Arkadaşlarımız o gün çalışıyorlardı ama sağolsunlar araç gönderdiler ve araç ile direkt otele geçtik. Şanslı olan bendeniz arkadaşlarımın evinde kaldım, diğerlerimiz ise eve yakın bir otele yerleştiler. Ana tren istasyonuna çok yakın Ligovsky Prospect’te bulunan otelin (1) ( Otel Allegro) odaları gayet güzel ve büyüktü fakat 7.kattaki odalara çıkmak için bir asansör olmayışı fenaydı. Daha doğrusu otelde bir asansör vardı ama kimsenin gözü içine binmeyi kesmedi. Bir kişilik ve oldukça eski asansörle sadece bavulları taşıdık. Rusların “eskise de işlevini sürdürdüğü sürece yenileme yapmama” bakış açısıyla da ilk dakikalarda tanışmış olduk. Bizim ülkece pek benimsemediğimiz bu sürdürülebilir yaklaşımı oldukça sevdiğimi belirtmeliyim. Bu arada otelden çıkıp Petersburg gezisini anlatmadan tarihçesiyle ilgili ufak bir özet geçeyim:

Rusya’nın 2., Avrupa’nın ise 4. büyük şehri olan Saint Petersburg (Ruslar “Sank Peterburg” olarak okuyor) Baltık Denizi kıyısında Neva Nehri üzerindeki 42 ada üzerine yayılmıştır. Çar I.Petro (ki deli ve büyük Petro olarak bilinir) tarafından 16 Mayıs 1703’te Rus Çarlığı’nın Avrupa’ya açılan kapısı olması amacıyla kurulan şehir, 200 yıl başkentlik yapmıştır. Rus İç Savaşı (1914-1924) sırasında Petrograd, Sovyetler Birliği döneminde (1924-1991) ise Leningrad olarak anılan şehir, Birliğin dağılmasının ardından Sankt-Petersburg olarak adlandırılmıştır. Neva Nehri deltasında kurulan şehir aslında büyük bir bataklık alanın dönüştürülmesi, ıslah edilmesi projesi ile bir bütündür. Kent merkezindeki pek çok bina Amsterdam’da olduğu gibi çamur alanlara saplanmış direkler ve tahtalar ile kuvvetlendirilmiş temellere inşa edilmiştir.

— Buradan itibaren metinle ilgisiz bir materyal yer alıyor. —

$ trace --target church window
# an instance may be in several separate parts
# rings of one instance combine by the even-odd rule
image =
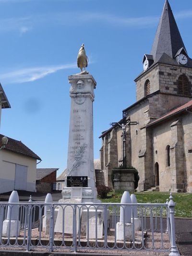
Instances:
[[[180,75],[178,79],[178,94],[189,96],[189,81],[185,74]]]
[[[145,96],[150,94],[150,81],[147,79],[145,84]]]
[[[168,145],[166,148],[166,166],[170,166],[170,146]]]

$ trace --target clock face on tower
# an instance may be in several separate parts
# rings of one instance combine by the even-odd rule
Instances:
[[[149,61],[146,59],[144,63],[144,70],[146,70],[149,67]]]
[[[185,65],[187,63],[187,58],[184,54],[180,54],[178,56],[178,62],[180,64]]]

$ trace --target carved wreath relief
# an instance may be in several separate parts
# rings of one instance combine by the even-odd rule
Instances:
[[[79,167],[79,166],[80,166],[80,165],[82,165],[86,162],[86,161],[84,160],[83,158],[85,151],[85,149],[87,147],[87,145],[85,143],[84,143],[79,147],[79,148],[78,149],[74,156],[75,160],[72,165],[72,168],[69,172],[68,176],[72,176],[70,175],[70,174],[74,168],[77,168],[77,167]]]

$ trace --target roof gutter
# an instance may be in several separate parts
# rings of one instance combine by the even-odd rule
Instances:
[[[42,160],[41,159],[41,160],[39,161],[39,162],[38,162],[38,163],[36,163],[36,165],[37,165],[37,164],[39,164],[42,161]]]

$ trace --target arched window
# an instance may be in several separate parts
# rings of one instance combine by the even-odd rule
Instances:
[[[166,166],[170,166],[170,146],[168,145],[166,148]]]
[[[147,79],[145,83],[145,96],[150,94],[150,81]]]
[[[178,94],[189,96],[189,81],[185,74],[180,75],[178,78]]]

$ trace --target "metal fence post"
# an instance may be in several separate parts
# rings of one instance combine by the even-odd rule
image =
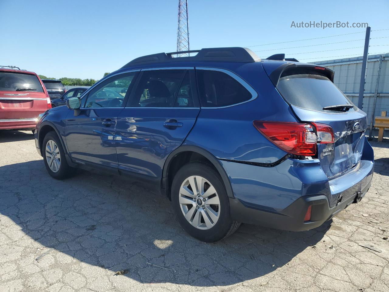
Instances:
[[[380,84],[380,75],[381,75],[381,66],[382,64],[382,60],[384,59],[384,56],[381,55],[380,56],[380,61],[378,63],[378,70],[377,72],[377,78],[375,79],[375,89],[374,90],[374,97],[373,101],[373,109],[371,112],[371,118],[370,120],[370,130],[369,131],[368,140],[371,140],[373,139],[373,135],[371,135],[371,132],[373,132],[373,124],[374,122],[375,114],[375,105],[377,103],[377,94],[378,93],[378,86]]]
[[[366,66],[367,65],[367,54],[369,51],[369,41],[370,40],[370,26],[366,28],[366,35],[365,36],[365,46],[363,49],[363,60],[362,61],[362,69],[361,72],[361,82],[359,84],[359,94],[358,98],[358,107],[362,108],[363,104],[363,92],[364,91],[364,84],[366,78]]]

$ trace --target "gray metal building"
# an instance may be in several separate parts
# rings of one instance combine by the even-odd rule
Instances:
[[[367,114],[369,125],[378,71],[378,61],[380,56],[381,55],[384,56],[384,59],[380,74],[374,114],[375,116],[380,116],[381,112],[383,111],[387,111],[389,113],[389,53],[370,55],[368,59],[362,107],[362,110]],[[362,64],[362,56],[311,63],[328,67],[335,71],[334,83],[354,104],[358,104]]]

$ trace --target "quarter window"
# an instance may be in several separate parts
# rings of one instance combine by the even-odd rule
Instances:
[[[249,100],[251,93],[228,74],[212,70],[196,70],[201,106],[226,106]]]
[[[137,72],[121,74],[110,78],[92,90],[88,95],[85,107],[121,107]]]
[[[130,106],[193,107],[191,84],[190,74],[188,70],[144,71]]]

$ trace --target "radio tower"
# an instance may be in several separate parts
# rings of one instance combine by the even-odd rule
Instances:
[[[188,25],[187,0],[178,0],[178,28],[177,51],[189,51],[189,26]],[[187,57],[189,54],[180,54],[179,57]]]

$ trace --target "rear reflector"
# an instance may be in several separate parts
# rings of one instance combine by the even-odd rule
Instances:
[[[308,207],[308,209],[307,210],[305,213],[305,216],[304,217],[304,221],[309,221],[311,220],[311,214],[312,213],[312,206],[310,206]]]
[[[254,121],[256,129],[286,152],[312,156],[316,153],[317,138],[312,125],[302,123]]]

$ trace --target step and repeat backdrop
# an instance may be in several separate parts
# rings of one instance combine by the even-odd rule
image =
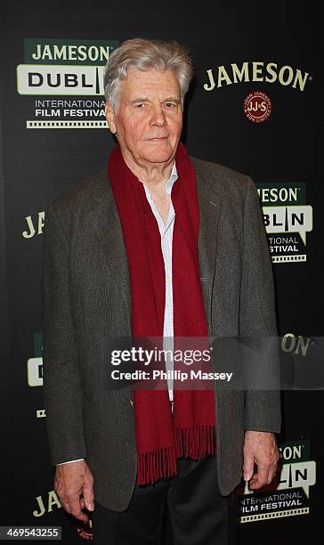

Kent genel olarak ve bugünkü kimliğini İtalyan mimar Domenico Trezzini tarafından 1716 yılında Vasilievsky Adası merkez alınarak tasarlanan hali ile kazanmıştır. II. Dünya Savaşı süresinde, Nazi Almanyası’nın silahlı kuvvetleri tarafından 8 Eylül 1941 den 27 Ocak 1944  tarihleri arasında toplam 29 ay sarılan ve kuşatılan şehir, Adolf Hitler’in emriyle sürekli olarak top ateşine ve bombardımana tutulmuştur. Savaş, kenti büyük hasara uğratınca Leningrad ve onun varoşları, takip eden on yıllık sürede eski kroki üzerinde yeniden inşa edilmiştir. Barok mimari tarzının görkemli örneklerini taşıyan 5 milyon nüfüslu şehir, geniş bulvarları, dingin suları, köprüleri ve çarlık mimarisiyle Kuzey’in Venedik’i olarak anılmaktadır.

1
1.gün
stpetersburg-singer
Singer House (3)

Bu kısa tarihçeden sonra gezi notlarına döneyim. Otele gelen arkadaşlarımızla birlikte ünlü Nevsky Caddesi’nde (2) yürüdük. Hal hatır sorma, hasret giderme, etrafı tanıtma ve tanıma, dolar bozdurma işlemlerinden sonra caddedeki ünlü Singer Binası’nın köşesinden içeri döndük. Kitaplar Evi (House of Books) olarak da bilinen Singer House (3), Petersburg’un önemli simge binalarından. 1904 yılında Singer firmasının gökdeleni olması için tasarlanan bina, Petersburg yasalarınca Kışlık Saray (Winter Palace)’dan daha yüksek bina yapmak yasak olduğundan mevcut boyunda bırakılmış. 1919 yılında bir yayınevine tahsis edilen bina, şehrin en büyük kitapçısı olmuş ve Kitaplar Evi adını almış. 2004-2006 yılları arasında yenilenen binadaki kitapçıyı sonraki günlerde ziyaret ettim. Kitapların çoğu Rusça olduğundan, İngilizce bir Saint Petersburg kitabı dışında kitap alamadım. Fakat çok hoş matruşkalar vardı. Onlardan evime aldım.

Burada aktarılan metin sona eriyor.